Entrepreneur as well as sector leader Zubair Motiwala said there was a requirement for an even playing field and fair practices. “Break this syndicate which has developed all these problems. I believe I can take a seat with you and also prove that there is space for Rs59 decrease in the price. Kindly comprehend our future, the future of our generations and the big populace depends upon the industrialisation in this nation.”
He went to claim that “anarchy was being invited” as a result of this unfair playing field as well as syndicate.
The industry is not prepared to buy RLNG under compulsion, he said, adding that strategies consisting of rejection of link to brand-new units were being utilized.
‘ CNG sector is completed in Sindh’
Abdul Sami Khan, chairman of the CNG Dealers Organization, stated the CNG sector was ended up in Sindh. “Things are so bad that CNG dealerships are struggling. It’s been 20 days as well as the industry is falling down. The reason this sector was propped up to reduced gas imports, we spent billions and also currently no person is there to hear our complaints. A previous federal government advisor had actually recommended the market relocate to RLNG. He stated after transferring to RLNG we will not have any trouble. The CNG market is enduring because we don’t have gas.
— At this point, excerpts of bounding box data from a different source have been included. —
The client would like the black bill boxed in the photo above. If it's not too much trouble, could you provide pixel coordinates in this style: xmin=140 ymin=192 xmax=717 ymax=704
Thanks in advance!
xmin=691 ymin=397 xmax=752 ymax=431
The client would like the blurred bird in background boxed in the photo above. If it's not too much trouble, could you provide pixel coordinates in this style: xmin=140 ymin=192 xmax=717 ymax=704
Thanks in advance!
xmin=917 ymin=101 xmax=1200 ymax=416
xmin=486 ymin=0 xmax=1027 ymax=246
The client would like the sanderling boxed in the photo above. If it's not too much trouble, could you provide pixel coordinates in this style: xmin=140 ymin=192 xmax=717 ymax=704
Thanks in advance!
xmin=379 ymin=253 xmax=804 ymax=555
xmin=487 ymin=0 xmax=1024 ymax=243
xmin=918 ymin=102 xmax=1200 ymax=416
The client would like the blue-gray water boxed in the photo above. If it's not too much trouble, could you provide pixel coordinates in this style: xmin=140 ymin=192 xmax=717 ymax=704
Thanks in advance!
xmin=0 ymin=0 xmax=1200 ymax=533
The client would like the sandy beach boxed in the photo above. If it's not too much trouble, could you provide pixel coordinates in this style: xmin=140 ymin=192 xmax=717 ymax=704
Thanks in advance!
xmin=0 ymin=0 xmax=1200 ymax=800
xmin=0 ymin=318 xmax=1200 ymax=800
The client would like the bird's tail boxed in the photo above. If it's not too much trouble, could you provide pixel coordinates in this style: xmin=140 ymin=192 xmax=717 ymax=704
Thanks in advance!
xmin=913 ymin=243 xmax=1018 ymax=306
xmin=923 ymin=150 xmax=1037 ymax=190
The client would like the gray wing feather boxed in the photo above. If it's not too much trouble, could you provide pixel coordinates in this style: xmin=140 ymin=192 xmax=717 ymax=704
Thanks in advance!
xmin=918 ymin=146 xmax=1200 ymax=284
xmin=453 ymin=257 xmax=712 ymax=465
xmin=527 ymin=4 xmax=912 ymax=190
We just want the gas we produce, as outlined in the Constitution,” he said.
“The SSGC has a terrific responsibility but regrettably we are being overburdened. Why is there gas theft? This needs to be considered to make sure that these thefts are over and also we get access to that gas,” he said.
Talking with reporters after the hearing, SSGC Taking care of Supervisor Imran Maniar recognized the problem of UFG and unannounced gas loadshedding, which has actually made the life of domestic consumers difficult integrated with electrical energy outages.
“The comments offered by Mr Motiwala we need to approve this truth that native gas at this point is 67 per cent, below 100pc. Some six-seven years ago we did not have the demand to import a solitary LNG molecule. We set the cost of our gas ourselves. Even our domestic consumer gets gas at Rs121 per mmbtu. Nevertheless, the fact is that we have begun to import gas. We have two terminals importing gas, we can not choose the price for this gas as its set by worldwide market. Imported gas will certainly be costly as we need to make payments in dollars and also however the customers will be the ones paying,” he stated.
“If we start offering aids to all markets, we will encounter a comparable circumstance like the power field. The round debt in the power industry is Rs2.3 trillion. Is this the direction that we are heading where five to six years from now we are facing similar difficulties?” Mr Maniar asked.